A fonte de inspiração para Batman, primeira aparição sendo na Detective Comics #27 de 1939, foi pretendida para ser mais uma história pulp, tendo na figura do novo personagem uma continuação do arquétipo do detetive antissocial inserido em uma cidade violenta misturada à extravagância estética do clássico Zorro.
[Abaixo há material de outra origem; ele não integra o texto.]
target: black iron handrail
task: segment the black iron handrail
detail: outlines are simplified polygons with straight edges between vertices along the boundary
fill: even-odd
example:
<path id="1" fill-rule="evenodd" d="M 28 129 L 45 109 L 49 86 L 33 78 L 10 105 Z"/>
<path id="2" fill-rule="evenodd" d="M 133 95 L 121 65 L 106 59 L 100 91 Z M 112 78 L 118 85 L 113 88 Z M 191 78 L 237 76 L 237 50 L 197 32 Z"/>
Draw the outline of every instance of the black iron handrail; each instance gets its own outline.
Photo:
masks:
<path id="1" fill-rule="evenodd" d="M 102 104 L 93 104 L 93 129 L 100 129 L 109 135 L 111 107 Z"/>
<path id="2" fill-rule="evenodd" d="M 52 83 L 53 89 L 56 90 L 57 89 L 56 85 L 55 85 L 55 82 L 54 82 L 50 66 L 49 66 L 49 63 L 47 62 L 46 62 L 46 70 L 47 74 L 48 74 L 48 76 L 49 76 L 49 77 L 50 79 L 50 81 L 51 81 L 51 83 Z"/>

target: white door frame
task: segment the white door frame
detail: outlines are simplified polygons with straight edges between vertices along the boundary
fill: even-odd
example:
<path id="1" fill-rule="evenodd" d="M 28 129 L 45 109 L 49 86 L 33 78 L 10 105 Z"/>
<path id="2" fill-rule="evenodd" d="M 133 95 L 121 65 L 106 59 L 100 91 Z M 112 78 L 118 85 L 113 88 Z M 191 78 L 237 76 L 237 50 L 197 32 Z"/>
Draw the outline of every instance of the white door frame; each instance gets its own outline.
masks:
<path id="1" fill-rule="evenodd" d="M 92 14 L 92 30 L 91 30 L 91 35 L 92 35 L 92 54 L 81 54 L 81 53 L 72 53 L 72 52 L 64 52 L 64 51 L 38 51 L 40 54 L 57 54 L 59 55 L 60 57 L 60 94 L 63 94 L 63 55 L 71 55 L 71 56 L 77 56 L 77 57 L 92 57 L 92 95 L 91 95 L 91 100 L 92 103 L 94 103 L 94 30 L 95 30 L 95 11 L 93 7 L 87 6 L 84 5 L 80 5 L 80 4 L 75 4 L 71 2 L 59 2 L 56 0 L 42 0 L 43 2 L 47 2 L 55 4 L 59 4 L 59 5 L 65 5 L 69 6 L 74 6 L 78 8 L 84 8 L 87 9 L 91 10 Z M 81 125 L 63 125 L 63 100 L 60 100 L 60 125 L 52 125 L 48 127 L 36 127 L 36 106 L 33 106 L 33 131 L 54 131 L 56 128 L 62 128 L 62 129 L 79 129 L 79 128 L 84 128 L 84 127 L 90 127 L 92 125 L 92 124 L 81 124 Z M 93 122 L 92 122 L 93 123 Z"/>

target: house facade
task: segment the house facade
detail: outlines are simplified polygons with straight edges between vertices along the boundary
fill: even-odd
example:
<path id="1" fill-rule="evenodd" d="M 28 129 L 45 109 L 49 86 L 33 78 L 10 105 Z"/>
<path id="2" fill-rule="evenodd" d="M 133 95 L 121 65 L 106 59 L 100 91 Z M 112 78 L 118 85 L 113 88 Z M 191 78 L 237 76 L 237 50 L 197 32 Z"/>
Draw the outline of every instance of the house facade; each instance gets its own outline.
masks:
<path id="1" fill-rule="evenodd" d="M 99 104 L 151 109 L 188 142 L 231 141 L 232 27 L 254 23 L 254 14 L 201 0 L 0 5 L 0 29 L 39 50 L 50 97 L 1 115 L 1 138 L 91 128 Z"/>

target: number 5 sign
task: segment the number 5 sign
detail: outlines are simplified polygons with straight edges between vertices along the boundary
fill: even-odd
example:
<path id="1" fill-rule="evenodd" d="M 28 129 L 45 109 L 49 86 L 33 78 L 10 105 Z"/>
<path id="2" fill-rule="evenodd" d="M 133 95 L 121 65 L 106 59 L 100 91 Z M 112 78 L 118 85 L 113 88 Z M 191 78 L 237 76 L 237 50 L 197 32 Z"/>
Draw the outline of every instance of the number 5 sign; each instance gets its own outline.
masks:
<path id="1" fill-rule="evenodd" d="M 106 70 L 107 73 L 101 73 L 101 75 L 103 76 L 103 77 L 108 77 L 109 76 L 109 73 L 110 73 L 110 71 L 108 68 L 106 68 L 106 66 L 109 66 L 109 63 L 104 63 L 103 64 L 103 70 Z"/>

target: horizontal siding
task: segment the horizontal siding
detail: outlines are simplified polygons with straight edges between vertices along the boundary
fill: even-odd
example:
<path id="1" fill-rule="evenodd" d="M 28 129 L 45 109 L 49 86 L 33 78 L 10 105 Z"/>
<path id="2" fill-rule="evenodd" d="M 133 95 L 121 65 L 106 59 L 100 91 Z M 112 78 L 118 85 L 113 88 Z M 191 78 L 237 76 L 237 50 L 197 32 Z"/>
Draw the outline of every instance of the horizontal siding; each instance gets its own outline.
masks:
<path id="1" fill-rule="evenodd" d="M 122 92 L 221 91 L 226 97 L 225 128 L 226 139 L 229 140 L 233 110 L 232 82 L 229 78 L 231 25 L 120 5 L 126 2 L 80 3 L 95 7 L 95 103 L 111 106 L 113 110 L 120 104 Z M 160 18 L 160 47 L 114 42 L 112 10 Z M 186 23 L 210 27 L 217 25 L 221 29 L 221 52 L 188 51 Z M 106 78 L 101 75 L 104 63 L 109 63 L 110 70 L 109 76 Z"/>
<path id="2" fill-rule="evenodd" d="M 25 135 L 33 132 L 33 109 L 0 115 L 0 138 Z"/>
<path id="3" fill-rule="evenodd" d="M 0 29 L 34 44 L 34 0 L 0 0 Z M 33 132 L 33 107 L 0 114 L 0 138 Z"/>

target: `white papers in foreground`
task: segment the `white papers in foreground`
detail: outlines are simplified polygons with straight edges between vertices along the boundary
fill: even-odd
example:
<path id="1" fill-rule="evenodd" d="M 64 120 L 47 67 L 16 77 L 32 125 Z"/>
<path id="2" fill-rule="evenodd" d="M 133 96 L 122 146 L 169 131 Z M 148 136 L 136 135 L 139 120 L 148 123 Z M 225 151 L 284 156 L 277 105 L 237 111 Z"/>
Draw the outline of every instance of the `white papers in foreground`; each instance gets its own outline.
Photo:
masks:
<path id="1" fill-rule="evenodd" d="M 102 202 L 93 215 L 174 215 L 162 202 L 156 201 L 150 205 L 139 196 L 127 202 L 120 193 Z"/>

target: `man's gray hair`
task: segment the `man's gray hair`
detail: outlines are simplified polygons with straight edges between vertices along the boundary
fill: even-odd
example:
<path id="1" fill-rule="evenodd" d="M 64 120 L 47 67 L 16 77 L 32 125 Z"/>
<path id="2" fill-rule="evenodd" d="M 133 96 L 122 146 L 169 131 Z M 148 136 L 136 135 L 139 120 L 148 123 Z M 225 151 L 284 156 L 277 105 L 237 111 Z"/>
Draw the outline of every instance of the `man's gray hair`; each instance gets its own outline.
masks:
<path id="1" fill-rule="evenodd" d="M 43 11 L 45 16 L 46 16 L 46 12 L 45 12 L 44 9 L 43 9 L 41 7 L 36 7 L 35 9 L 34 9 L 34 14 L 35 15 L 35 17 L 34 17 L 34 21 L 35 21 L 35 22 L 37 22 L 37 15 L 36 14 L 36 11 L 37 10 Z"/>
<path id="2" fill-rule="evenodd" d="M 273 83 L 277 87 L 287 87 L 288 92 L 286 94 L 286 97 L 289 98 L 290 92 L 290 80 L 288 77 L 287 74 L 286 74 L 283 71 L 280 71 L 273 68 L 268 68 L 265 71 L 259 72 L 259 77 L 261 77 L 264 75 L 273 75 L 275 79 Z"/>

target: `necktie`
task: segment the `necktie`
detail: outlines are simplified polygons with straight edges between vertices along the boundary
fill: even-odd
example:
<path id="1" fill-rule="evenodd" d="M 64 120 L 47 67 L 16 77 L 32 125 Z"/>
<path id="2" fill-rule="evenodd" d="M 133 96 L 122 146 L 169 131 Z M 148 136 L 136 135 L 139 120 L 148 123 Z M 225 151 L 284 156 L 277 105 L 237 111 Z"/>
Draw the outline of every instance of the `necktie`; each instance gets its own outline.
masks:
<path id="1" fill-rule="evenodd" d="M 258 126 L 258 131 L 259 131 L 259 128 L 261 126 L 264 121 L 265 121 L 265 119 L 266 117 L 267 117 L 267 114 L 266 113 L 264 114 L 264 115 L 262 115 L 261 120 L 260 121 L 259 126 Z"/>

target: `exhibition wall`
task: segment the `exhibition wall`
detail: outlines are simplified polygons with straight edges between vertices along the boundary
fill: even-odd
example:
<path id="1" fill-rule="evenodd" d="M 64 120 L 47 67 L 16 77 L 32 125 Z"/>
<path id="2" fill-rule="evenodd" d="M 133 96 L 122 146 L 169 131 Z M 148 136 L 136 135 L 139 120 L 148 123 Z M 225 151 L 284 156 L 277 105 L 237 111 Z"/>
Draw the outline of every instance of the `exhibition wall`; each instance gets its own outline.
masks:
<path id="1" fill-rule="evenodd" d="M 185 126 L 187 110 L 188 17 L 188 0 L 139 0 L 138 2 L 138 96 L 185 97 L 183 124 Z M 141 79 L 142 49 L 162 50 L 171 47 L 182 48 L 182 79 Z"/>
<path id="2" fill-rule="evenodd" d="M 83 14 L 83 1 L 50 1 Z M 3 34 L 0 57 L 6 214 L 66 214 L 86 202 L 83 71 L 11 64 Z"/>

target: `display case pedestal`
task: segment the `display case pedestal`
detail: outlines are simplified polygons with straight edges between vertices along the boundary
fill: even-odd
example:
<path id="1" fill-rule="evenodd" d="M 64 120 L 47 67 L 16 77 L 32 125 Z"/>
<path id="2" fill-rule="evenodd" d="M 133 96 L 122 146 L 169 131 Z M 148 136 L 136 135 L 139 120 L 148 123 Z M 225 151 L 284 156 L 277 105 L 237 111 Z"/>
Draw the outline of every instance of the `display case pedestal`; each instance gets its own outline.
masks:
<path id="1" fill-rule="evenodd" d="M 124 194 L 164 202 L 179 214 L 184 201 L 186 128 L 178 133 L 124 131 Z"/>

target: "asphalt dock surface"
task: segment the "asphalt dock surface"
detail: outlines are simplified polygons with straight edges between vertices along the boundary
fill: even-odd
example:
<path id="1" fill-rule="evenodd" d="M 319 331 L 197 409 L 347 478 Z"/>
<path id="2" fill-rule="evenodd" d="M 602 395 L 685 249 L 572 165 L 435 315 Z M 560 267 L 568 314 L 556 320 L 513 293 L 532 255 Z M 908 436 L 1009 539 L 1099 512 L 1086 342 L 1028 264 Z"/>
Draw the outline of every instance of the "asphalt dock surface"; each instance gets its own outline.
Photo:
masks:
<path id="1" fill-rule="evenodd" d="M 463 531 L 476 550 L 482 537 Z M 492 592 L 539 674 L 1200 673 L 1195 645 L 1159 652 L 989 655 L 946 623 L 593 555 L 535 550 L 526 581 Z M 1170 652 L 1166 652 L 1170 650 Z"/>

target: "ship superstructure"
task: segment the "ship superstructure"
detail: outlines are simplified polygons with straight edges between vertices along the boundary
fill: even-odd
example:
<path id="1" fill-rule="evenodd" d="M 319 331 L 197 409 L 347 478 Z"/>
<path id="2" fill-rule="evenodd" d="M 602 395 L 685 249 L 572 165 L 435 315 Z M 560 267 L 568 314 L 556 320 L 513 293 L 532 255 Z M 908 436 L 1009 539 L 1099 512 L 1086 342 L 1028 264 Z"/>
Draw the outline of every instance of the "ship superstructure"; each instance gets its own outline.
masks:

Superman, em 1938, funcionava como uma metáfora de como o cidadão comum via seu país (ainda se recuperando da grande depressão) e, principalmente, quem ele considerava culpado ou tendo grande participação em sua tragédia: os políticos e personalidades corruptas. Tudo isso envolto por uma vestimenta inspirada nos performistas de circos, cujo auge terminou nos anos 20 e a queda veio nos anos 30 com o aumento do custo para se manter o espetáculo.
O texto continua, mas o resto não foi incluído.